Always approach modelling studies with scepticism, and that includes the “standard error” figures they give. You and I have to take these things on faith, and faith is not a virtue when reading the medical literature. I only draw your attention to this modelling paper on smoking and tuberculosis to emphasize that these are two evils which combine to kill millions in the resource-poor world, despite the fact that the first is totally avoidable and the second is largely treatable. If the toll goes up in the next 40 years, as this paper predicts, then the world will have messed up big-time.
Ann Intern Med 4 Oct 2011 Vol 155
Clinical decision rules abound, and to me they are rather like most works of classical music written after about 1920: I know I should try to understand and like them, but all they do is fill me with a vague sense of unease. They seem to work against intuition, rather than with it: they mess with the smooth inner workings of the mind. The classic playground for decision rule-makers is venous thromboembolism, and pulmonary embolism in particular, where Wells has gifted us a Schoenberg-like series of scores. I exaggerate: Wells is more like common sense slowed down. So what if you just take out the score, speed up common sense, and then do a D-dimer? According to this meta-analysis comparing clinical decision rules with what the Americans call gestalt, the results are just the same.

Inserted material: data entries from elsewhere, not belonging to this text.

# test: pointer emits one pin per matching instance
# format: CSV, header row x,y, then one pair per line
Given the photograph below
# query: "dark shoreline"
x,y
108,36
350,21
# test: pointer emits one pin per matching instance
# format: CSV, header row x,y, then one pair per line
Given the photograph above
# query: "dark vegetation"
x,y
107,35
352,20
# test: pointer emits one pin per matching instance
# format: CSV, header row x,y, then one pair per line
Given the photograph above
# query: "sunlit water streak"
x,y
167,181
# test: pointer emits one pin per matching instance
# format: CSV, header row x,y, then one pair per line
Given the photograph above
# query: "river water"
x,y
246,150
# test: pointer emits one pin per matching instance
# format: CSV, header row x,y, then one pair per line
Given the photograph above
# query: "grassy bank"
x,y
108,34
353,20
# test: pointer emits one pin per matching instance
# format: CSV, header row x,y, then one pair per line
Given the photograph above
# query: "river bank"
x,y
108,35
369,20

Plant of the Week: Colchicum autumnale
I was reminded of this plant by a report in this week’s Annals of a randomized trial of colchicine as prophylaxis for recurrent pericarditis.

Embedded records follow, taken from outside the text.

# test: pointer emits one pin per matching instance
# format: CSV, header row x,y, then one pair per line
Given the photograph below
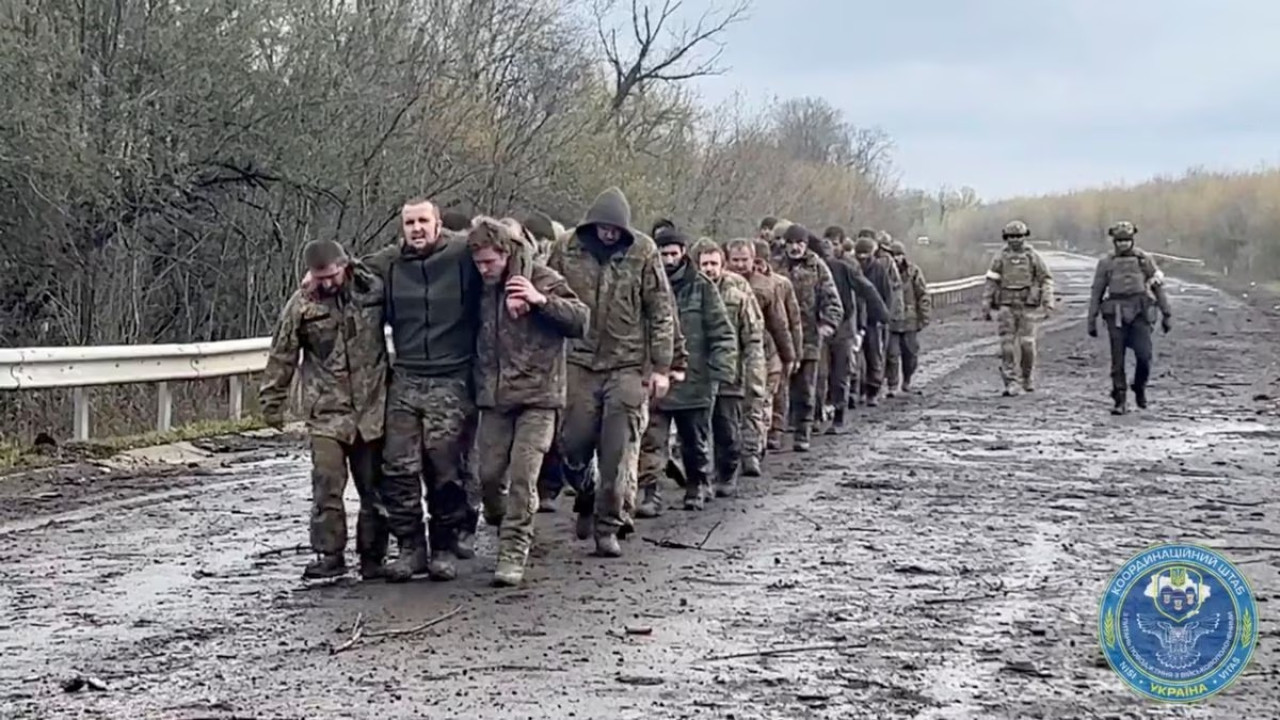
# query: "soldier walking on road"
x,y
730,414
337,327
433,296
821,314
621,365
904,347
780,408
1127,288
520,383
1018,283
771,295
836,365
712,361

It reduces recurrences by about a third.
I first came across colchicine in the school biology lab, where it was used to arrest mitosis, so we could pretend to see and admire the spindles of a dividing nucleus under a high-power microscope.
It is still a great treatment for gout in people who can tolerate it, and is the only safe agent in the gout we induce in heart failure patients by giving them loop diuretics. But hey, I am supposed to be talking about the beauties of the autumn crocus (or “naked ladies” as they are sometimes called).
All colchicum flowers are purple in various states of paleness: they rise and then sag in various poignant poses among the bare ground and the leaves of autumn. They are plants for the larger garden, to be wandered among as the mists rise and the sun gives a watery glow. Stuck in a small flowerbed, they just look out of place, and sad in all the wrong ways.
You can buy bags of the corms for planting earlier in the year, usually giving the name of a variety and a misleading description and picture. To me they all look much the same when they come up. Do not eat any part of this plant: Wikipedia informs us curtly that “Murderess Catherine Wilson is thought to have used it to poison a number of victims in the 19th century.”